A alternativa ao hedonismo seria um modo de vida estoico, isto é, uma forma mais calma e racional de encarar a vida, sem se deixar levar pelas paixões do espírito - entre as quais o pânico. É um caminho muito mais difícil do que o da devassidão física, moral e intelectual. Mas talvez por milagre o homem desse futuro ao mesmo tempo tão próximo e distante seja justamente aquele que parará para pensar no que o motivou a chegar até aqui, para concluir que foi o puro desejo de ser uma pessoa melhor, capaz de aprender a morrer. E talvez este homem escolha, pela primeira vez, o caminho mais difícil.
Cotidiano
Mais importante ainda é imaginar como todas essas reflexões e possíveis mudanças se refletirão no cotidiano desse homem pós-coronavírus. No convívio entre os colegas de trabalho, por exemplo. E não me refiro apenas ao aperto de mão e ao uso de álcool em gel. Penso, ou melhor, imagino se a pandemia terá algum efeito bom ou nocivo na guerra cotidiana pela sobrevivência, reconhecimento e sentido da vida profissional. Saberá o sobrevivente ver no outro também um sobrevivente, por exemplo?

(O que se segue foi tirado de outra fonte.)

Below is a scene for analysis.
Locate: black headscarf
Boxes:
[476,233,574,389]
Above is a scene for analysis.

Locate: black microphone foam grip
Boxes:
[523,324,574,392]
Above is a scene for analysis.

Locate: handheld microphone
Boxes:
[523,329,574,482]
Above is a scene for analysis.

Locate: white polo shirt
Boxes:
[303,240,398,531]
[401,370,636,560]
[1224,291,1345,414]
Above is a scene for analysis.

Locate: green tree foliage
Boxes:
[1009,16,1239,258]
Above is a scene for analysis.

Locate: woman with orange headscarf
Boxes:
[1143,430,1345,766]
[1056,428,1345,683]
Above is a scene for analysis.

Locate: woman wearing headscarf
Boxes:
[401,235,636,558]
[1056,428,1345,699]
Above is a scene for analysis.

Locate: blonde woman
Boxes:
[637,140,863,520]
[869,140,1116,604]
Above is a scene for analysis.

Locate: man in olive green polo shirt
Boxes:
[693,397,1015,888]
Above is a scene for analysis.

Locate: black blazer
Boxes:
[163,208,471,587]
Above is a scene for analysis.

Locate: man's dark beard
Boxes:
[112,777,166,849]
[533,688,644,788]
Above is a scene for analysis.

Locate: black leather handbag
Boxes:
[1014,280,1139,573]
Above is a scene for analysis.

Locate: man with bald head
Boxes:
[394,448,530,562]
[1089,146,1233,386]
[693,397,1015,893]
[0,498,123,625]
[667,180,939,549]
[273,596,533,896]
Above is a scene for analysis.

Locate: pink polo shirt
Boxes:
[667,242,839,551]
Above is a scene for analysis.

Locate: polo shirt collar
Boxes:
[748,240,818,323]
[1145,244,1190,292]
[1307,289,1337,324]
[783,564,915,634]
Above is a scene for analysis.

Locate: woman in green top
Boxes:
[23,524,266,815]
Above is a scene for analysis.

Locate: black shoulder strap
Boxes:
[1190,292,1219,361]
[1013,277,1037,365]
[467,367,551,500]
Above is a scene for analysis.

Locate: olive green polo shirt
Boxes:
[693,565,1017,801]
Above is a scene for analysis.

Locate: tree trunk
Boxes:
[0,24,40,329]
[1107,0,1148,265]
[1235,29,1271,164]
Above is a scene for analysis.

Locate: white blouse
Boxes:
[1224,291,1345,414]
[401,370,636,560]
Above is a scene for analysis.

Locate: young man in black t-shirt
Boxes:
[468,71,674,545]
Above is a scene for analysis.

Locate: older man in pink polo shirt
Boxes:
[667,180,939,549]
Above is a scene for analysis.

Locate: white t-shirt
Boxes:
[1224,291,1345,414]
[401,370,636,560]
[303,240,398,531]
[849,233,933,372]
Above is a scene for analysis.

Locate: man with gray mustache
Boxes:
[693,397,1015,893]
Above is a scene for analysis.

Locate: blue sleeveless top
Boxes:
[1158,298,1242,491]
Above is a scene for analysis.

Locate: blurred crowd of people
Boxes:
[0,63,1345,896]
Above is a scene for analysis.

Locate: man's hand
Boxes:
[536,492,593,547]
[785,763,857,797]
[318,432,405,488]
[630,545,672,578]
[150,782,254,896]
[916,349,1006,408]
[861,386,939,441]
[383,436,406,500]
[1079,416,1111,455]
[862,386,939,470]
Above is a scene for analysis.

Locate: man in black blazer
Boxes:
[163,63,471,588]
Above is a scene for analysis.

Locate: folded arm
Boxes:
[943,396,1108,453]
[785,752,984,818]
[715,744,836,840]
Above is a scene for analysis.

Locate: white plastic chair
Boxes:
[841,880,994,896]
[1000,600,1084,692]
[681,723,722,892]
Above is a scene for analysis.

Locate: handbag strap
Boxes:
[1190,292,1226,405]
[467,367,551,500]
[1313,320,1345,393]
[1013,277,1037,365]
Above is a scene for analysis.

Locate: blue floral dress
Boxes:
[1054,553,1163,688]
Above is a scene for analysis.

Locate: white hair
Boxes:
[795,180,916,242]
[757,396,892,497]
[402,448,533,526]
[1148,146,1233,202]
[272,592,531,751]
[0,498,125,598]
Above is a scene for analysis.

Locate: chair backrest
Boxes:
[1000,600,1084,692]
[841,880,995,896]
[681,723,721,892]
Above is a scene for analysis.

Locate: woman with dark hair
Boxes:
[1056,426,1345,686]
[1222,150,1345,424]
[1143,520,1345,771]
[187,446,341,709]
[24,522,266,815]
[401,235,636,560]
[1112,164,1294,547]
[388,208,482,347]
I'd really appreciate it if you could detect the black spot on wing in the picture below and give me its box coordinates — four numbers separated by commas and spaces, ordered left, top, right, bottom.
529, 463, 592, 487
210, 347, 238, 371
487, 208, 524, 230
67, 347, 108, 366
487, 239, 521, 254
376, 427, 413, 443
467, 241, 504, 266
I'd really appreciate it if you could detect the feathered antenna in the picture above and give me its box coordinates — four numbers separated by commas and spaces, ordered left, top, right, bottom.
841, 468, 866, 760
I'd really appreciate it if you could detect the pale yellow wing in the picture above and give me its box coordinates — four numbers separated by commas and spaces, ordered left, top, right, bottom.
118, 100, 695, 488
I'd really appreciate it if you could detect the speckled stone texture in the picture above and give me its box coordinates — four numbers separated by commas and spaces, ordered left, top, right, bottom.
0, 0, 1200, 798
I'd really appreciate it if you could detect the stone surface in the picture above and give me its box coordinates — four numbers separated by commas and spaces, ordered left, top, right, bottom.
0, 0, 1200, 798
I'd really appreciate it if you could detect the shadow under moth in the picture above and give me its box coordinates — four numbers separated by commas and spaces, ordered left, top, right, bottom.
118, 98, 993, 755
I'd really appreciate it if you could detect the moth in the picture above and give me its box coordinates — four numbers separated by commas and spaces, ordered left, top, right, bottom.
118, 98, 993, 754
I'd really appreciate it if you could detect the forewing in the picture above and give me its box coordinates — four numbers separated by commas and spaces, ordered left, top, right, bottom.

As relações familiares tampouco serão as mesmas. Até porque a onipresença da morte, nem que seja apenas como um gráfico ou uma estatística anunciada num telejornal, tem esse poder de fazer com que olhemos de outra forma para aqueles com os quais compartilhamos laços que vão bem além do código genético ou do sobrenome. Será que esse homem hipotético continuará adiando aquela visita ao mais velhos? E, meu Deus, continuará ele rompendo relações por coisas tão transitórias quanto, sei lá, política partidária?
Penso ainda na relação do homem com a abundância que até aqui vivemos. Abundância de alimentos, de oportunidades, de informações, de beleza e de liberdade – sim, de novo ela. Reconheceremos, afinal, que vivemos até ontem mesmo numa era de fartura ou continuaremos gastando o precioso tempo de que dispomos para reparar o passado irreparável e transformar radicalmente um futuro que nem sabemos se concretizará mesmo?
Seja lá como for, cada um será diferente depois que essa pandemia passar. E haverá aqueles que, de tão diferentes, optarão a ser exatamente iguais ao que eram em fevereiro de 2020. Porque é nisso que reside a beleza do ser humano: sua capacidade de fazer escolhas hoje e de abdicar de fazer escolhas amanhã, se assim ele achar melhor.